Amazon Alexa Voice Design Guide

What Users Say

Making sure Alexa understands what people are saying

Human conversation is about exchanging meaning in ways that make sense in the current situation. Expressing and extracting meaning is not as simple as it may seem, and you’ll need to design conversations between Alexa and your customers carefully and intentionally. A great voice experience allows for the many ways people might express meaning and intent.

Conversational UI consists of turns starting with a person saying something, followed by Alexa responding. This is a new form of interaction for many people, so make sure that you’re aware of the ways in which users participate in the conversation so that you can design for it.

For more information about intents and utterances, see this video.

Finish designing before you build

Think about what you want the person using your skill to experience and feel. Once you’ve identified the purpose of your skill, written scripts, and laid out flows, move on to designing intents and utterances.

Identify intents

Intents represent what users can ask your skill to do. Your skill might help plan a trip, get a status, tell a joke, or attack a monster—these are intents. For guidance on determining intents for your skill, see the design process.

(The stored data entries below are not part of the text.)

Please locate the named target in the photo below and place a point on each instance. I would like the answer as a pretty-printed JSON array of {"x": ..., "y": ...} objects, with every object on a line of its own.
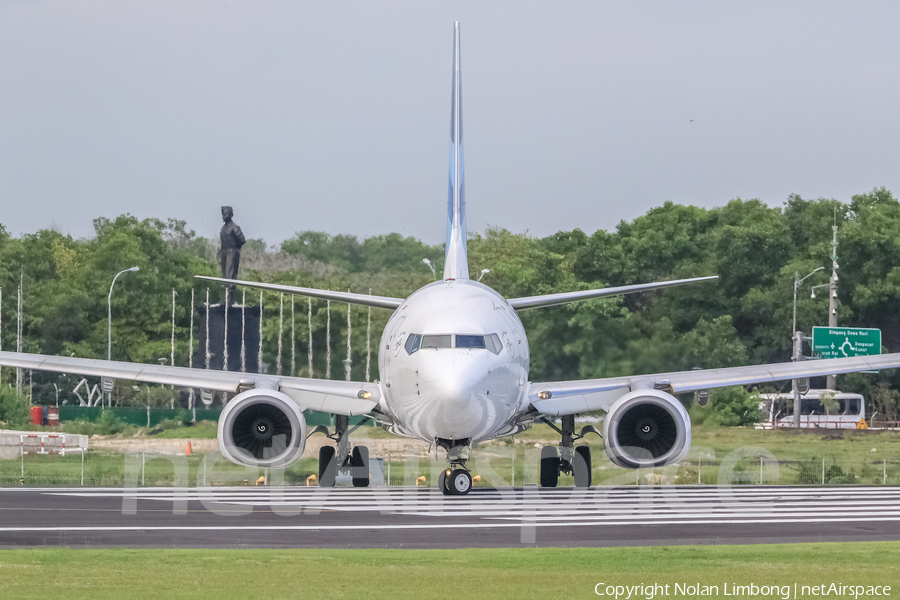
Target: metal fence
[{"x": 497, "y": 469}]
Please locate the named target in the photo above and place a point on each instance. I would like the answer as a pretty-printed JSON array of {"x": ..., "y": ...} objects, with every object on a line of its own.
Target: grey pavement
[{"x": 270, "y": 517}]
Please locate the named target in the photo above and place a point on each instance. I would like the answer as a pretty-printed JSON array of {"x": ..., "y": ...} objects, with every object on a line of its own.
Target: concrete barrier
[{"x": 10, "y": 442}]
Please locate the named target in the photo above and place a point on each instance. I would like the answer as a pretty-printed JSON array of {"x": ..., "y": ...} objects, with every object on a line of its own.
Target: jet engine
[
  {"x": 262, "y": 428},
  {"x": 646, "y": 428}
]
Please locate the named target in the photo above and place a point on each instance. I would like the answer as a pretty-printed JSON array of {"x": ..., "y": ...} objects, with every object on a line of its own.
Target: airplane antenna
[
  {"x": 309, "y": 346},
  {"x": 259, "y": 353},
  {"x": 243, "y": 331},
  {"x": 293, "y": 340},
  {"x": 225, "y": 335},
  {"x": 191, "y": 359},
  {"x": 328, "y": 339},
  {"x": 347, "y": 363},
  {"x": 368, "y": 338},
  {"x": 280, "y": 331}
]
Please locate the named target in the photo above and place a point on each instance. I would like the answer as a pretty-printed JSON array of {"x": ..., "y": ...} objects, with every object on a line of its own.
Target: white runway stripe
[
  {"x": 436, "y": 525},
  {"x": 486, "y": 508}
]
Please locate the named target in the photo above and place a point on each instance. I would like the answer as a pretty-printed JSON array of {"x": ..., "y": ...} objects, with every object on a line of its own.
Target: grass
[
  {"x": 847, "y": 455},
  {"x": 470, "y": 573}
]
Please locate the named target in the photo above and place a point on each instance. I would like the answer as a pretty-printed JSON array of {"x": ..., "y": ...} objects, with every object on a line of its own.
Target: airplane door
[{"x": 393, "y": 345}]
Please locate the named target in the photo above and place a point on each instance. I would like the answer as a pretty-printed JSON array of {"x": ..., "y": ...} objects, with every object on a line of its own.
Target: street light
[
  {"x": 797, "y": 282},
  {"x": 430, "y": 266},
  {"x": 813, "y": 289},
  {"x": 797, "y": 346},
  {"x": 109, "y": 320}
]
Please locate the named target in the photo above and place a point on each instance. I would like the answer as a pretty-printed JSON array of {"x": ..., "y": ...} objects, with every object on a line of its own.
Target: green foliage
[
  {"x": 14, "y": 408},
  {"x": 109, "y": 423},
  {"x": 728, "y": 407},
  {"x": 743, "y": 318}
]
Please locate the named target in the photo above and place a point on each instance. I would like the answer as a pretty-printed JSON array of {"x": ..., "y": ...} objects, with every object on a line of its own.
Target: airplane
[{"x": 454, "y": 363}]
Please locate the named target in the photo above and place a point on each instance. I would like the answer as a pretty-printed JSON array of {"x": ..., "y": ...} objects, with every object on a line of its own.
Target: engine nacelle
[
  {"x": 262, "y": 428},
  {"x": 646, "y": 428}
]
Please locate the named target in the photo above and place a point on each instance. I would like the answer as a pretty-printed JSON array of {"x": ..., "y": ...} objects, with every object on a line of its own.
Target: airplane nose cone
[{"x": 451, "y": 388}]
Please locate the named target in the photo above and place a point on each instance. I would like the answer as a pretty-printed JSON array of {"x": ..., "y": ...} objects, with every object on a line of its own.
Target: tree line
[{"x": 743, "y": 318}]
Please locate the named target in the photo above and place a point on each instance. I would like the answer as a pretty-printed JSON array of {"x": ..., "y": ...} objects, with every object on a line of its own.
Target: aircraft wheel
[
  {"x": 549, "y": 466},
  {"x": 359, "y": 466},
  {"x": 582, "y": 467},
  {"x": 442, "y": 482},
  {"x": 459, "y": 482},
  {"x": 327, "y": 466}
]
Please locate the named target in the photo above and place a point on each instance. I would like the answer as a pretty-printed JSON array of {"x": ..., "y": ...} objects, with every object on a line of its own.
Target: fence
[
  {"x": 97, "y": 468},
  {"x": 142, "y": 417}
]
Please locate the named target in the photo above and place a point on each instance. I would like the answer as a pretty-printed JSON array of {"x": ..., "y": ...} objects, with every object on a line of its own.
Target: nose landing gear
[
  {"x": 568, "y": 459},
  {"x": 455, "y": 480}
]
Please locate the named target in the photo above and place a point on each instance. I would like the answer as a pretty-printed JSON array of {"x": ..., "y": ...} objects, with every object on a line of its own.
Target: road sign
[{"x": 840, "y": 342}]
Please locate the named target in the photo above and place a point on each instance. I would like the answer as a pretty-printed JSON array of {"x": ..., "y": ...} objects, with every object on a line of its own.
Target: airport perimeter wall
[{"x": 136, "y": 415}]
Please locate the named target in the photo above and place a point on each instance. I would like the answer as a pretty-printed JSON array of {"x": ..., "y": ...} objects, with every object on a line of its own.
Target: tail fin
[{"x": 456, "y": 262}]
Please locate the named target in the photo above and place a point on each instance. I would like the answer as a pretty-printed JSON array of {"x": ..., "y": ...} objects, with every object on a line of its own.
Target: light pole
[
  {"x": 109, "y": 320},
  {"x": 430, "y": 266},
  {"x": 797, "y": 343}
]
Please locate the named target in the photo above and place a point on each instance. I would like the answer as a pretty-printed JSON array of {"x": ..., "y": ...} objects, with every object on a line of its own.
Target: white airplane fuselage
[{"x": 436, "y": 387}]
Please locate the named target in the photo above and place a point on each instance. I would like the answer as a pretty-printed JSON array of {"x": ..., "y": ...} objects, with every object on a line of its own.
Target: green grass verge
[{"x": 471, "y": 573}]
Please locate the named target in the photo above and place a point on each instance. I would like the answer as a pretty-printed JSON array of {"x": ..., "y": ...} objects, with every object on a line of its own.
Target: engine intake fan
[
  {"x": 647, "y": 428},
  {"x": 262, "y": 428}
]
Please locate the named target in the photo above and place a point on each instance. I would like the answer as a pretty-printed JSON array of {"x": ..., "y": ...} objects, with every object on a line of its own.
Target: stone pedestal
[{"x": 217, "y": 337}]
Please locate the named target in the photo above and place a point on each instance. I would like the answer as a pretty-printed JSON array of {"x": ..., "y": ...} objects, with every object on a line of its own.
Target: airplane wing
[
  {"x": 564, "y": 297},
  {"x": 571, "y": 397},
  {"x": 364, "y": 299},
  {"x": 339, "y": 397}
]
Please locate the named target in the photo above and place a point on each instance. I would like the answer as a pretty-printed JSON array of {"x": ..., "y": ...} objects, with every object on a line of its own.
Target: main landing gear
[
  {"x": 342, "y": 459},
  {"x": 568, "y": 459},
  {"x": 455, "y": 480}
]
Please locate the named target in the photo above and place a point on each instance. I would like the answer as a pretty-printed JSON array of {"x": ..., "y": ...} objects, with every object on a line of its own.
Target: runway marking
[{"x": 406, "y": 526}]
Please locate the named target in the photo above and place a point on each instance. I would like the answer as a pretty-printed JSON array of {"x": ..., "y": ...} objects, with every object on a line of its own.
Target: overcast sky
[{"x": 334, "y": 116}]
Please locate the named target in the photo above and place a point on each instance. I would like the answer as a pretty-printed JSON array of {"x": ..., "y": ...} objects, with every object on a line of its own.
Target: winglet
[{"x": 456, "y": 262}]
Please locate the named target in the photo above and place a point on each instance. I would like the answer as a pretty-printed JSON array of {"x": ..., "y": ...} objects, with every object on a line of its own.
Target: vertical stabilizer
[{"x": 456, "y": 263}]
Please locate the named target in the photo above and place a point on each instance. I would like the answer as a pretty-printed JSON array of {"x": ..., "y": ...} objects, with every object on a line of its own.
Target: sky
[{"x": 335, "y": 116}]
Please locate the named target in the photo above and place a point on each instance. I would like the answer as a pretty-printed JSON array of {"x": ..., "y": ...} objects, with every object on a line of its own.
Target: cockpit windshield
[
  {"x": 436, "y": 341},
  {"x": 469, "y": 341},
  {"x": 417, "y": 341}
]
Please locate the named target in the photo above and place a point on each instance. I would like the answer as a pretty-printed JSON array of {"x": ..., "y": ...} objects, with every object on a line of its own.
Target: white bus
[{"x": 778, "y": 410}]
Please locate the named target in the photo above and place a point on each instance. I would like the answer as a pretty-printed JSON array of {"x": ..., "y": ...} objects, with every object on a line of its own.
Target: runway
[{"x": 423, "y": 518}]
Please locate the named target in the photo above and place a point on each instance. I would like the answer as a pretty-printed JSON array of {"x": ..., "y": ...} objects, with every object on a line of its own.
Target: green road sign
[{"x": 839, "y": 342}]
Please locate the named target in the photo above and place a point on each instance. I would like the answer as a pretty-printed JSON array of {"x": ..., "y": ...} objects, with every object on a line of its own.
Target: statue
[{"x": 232, "y": 240}]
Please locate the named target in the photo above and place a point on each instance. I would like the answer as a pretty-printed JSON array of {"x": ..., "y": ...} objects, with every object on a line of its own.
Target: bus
[{"x": 778, "y": 410}]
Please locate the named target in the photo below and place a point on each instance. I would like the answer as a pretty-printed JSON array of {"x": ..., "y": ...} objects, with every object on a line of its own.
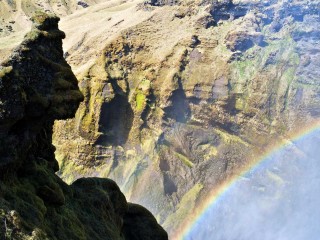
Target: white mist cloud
[{"x": 278, "y": 200}]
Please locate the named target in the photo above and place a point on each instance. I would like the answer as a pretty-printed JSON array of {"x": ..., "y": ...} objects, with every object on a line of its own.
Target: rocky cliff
[
  {"x": 181, "y": 99},
  {"x": 37, "y": 87}
]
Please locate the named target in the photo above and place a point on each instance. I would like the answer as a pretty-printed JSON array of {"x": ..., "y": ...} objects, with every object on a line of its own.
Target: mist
[{"x": 277, "y": 200}]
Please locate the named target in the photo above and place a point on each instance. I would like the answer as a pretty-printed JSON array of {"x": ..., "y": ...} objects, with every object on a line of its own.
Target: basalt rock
[{"x": 38, "y": 87}]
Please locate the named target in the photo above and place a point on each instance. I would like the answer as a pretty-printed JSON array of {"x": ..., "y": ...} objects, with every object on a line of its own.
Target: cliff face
[
  {"x": 38, "y": 87},
  {"x": 178, "y": 102}
]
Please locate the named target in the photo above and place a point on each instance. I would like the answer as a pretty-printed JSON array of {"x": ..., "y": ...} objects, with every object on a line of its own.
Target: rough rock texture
[
  {"x": 37, "y": 87},
  {"x": 177, "y": 103}
]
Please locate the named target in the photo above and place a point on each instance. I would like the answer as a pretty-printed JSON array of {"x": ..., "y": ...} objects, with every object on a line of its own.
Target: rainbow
[{"x": 218, "y": 192}]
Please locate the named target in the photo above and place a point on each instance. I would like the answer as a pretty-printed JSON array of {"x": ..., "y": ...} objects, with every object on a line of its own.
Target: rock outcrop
[
  {"x": 37, "y": 87},
  {"x": 189, "y": 95}
]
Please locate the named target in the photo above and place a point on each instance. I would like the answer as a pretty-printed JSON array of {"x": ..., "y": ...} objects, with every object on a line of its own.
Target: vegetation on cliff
[{"x": 37, "y": 87}]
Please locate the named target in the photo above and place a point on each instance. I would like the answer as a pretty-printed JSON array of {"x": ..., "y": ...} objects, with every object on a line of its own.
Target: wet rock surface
[
  {"x": 37, "y": 86},
  {"x": 202, "y": 96}
]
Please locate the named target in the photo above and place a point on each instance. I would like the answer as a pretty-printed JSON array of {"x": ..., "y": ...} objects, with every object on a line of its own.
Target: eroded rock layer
[
  {"x": 37, "y": 87},
  {"x": 183, "y": 98}
]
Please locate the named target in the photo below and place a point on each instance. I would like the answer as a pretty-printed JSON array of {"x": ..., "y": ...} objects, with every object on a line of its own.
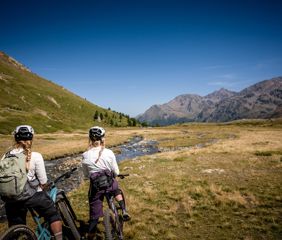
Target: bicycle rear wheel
[
  {"x": 68, "y": 220},
  {"x": 113, "y": 226},
  {"x": 19, "y": 232}
]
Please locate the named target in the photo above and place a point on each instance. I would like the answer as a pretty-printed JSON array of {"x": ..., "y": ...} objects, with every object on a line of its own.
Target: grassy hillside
[
  {"x": 211, "y": 181},
  {"x": 29, "y": 99},
  {"x": 229, "y": 188}
]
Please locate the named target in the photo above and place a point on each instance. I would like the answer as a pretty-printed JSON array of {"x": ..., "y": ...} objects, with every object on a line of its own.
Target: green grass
[{"x": 26, "y": 98}]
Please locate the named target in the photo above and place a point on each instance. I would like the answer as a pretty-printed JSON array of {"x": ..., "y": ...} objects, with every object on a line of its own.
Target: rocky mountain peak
[{"x": 261, "y": 100}]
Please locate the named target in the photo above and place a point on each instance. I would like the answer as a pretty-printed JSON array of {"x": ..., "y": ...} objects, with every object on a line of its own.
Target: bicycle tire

Avoid assuming that people will say precisely the words that you anticipate for an intent. While the user might say “plan a trip,” he or she could just as easily say “plan a vacation to Hawaii.” To make sure your skill performs well for people, provide a wide range of sentences, phrases, and words people are likely to say.

The following are examples of utterances corresponding to the intent PlanMyTripIntent:

  • “J’aimerais faire un voyage”
  • “Commençons à planifier un voyage”
  • “Planifier un voyage”
  • “J’ai besoin de vacances”

Example of  flow

Use the built-in intents

Every Alexa skill needs to include the ability to cancel, stop, and offer help. For these and other common intents like repeat, play, and next, use the built-in intent library. Built-in intents are already configured so that Alexa can recognize the corresponding utterances. For example, with the help intent, you don’t need to specify the ways a person might ask for help. You can also extend built-in intents if your skill needs to react to additional things people might say.

Identify utterances

An utterance is what a person says to Alexa. Utterances are made up of keyword commands, natural speech sounds like filler words, and slots for information that varies. One of the most important aspects of designing a voice experience is defining the range of what people might say.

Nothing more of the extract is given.